He said that instead of owning up to their mistakes, paying reparations to the Filipino people, and ensuring justice for victims of heinous crimes committed by their own personnel, the American authorities repeatedly resorted to the VFA to evade accountability.
Calls for the scrapping of the VFA followed the killing of Jeffrey "Jennifer" Laude, a Filipino transgender, allegedly by Pfc. Joseph Scott Pemberton of the US Marine Corps in a motel in Olongapo City, some 130 km north of Manila, on the night of Oct. 11.
The l9-year-old Pemberton appeared Friday before an Olongapo City trial court where he underwent the mandatory fingerprinting and had his mug shots taken.
Pemberton's lawyers had sought to downgrade the murder charge against him to homicide. Under Philippine laws, homicide is punishable with a maximum prison term of 20 years, compared to 40 years for murder.
After his appearance in the Olongapo City court, Pemberton was whisked back to his air-conditioned detention facility within the Armed Forces of the Philippines headquarters in Camp Aguinaldo in suburban Quezon City. The premises of his detention cell are being guarded by US military personnel.
Philippine officials have called for the transfer of Pemberton to a regular prison facility just like other individuals charged with murder.
Justice Secretary Leila de Lima said that the Philippine government would continue to fight for custody of Pemberton and that he should be detained in a regular prison facility.
But on Wednesday, the US embassy in Manila told the Department of Foreign Affairs (DFA) that the United States was retaining custody of Pemberton as provided for in the VFA.
"We are doing it for certain reasons, for certain legal reasons that we have with US servicemen involved and we have the VFA that allows us to do it," US Ambassador Philip Goldberg said in an interview with a local TV network.
The DFA supported the US position, saying that it was within the right of the United States to retain custody of Pemberton while the murder case filed against him is still being tried by the court.
Under the VFA, while the Philippines has jurisdiction over criminal complaints filed against American servicemen, the United States could retain custody over the accused while there is still no final conviction.

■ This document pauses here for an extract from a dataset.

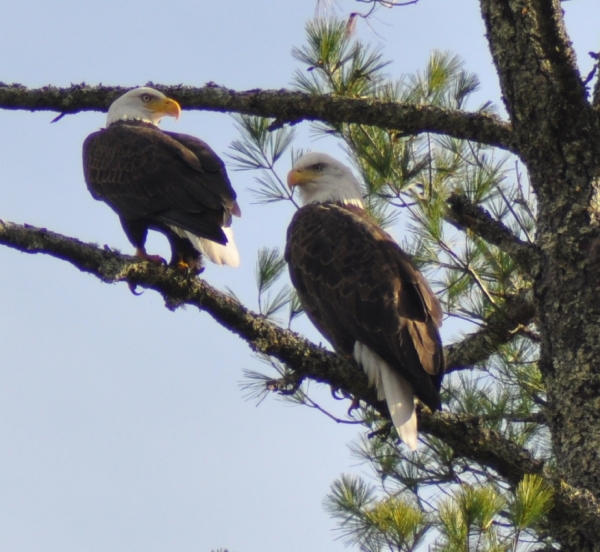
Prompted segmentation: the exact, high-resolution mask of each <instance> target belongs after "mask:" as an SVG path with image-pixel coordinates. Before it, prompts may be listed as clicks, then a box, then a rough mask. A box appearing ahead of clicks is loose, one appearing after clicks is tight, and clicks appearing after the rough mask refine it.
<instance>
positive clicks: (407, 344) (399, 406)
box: [285, 153, 444, 450]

The Communist Party of the Philippines (CPP) also renewed its call for the abrogation of the VFA. It condemned the US government and the Philippine military for rejecting calls for the government to have custody of the US serviceman.
"That the VFA has again prevented the Philippine government from exercising full jurisdiction over a criminal case involving a US serviceman demonstrates once more that it is an overwhelmingly lopsided agreement favoring the US military and is violative of Philippine sovereignty," the CPP said in a statement.
The Pemberton case is the second major test of the VFA. In 2006, US Marine Lance Cpl. Daniel Smith was charged with raping a Filipino woman also in Olongapo City.
During his trial, Smith was only briefly detained by Philippine authorities, but was later surreptitiously handed over to the US embassy where he was in custody until his case was decided by the court.
Smith was sentenced to 40 years in jail after being found guilty of rape. However, he walked free in 2009 after his accuser recanted her statement, prompting the Philippine Court of Appeals to acquit him.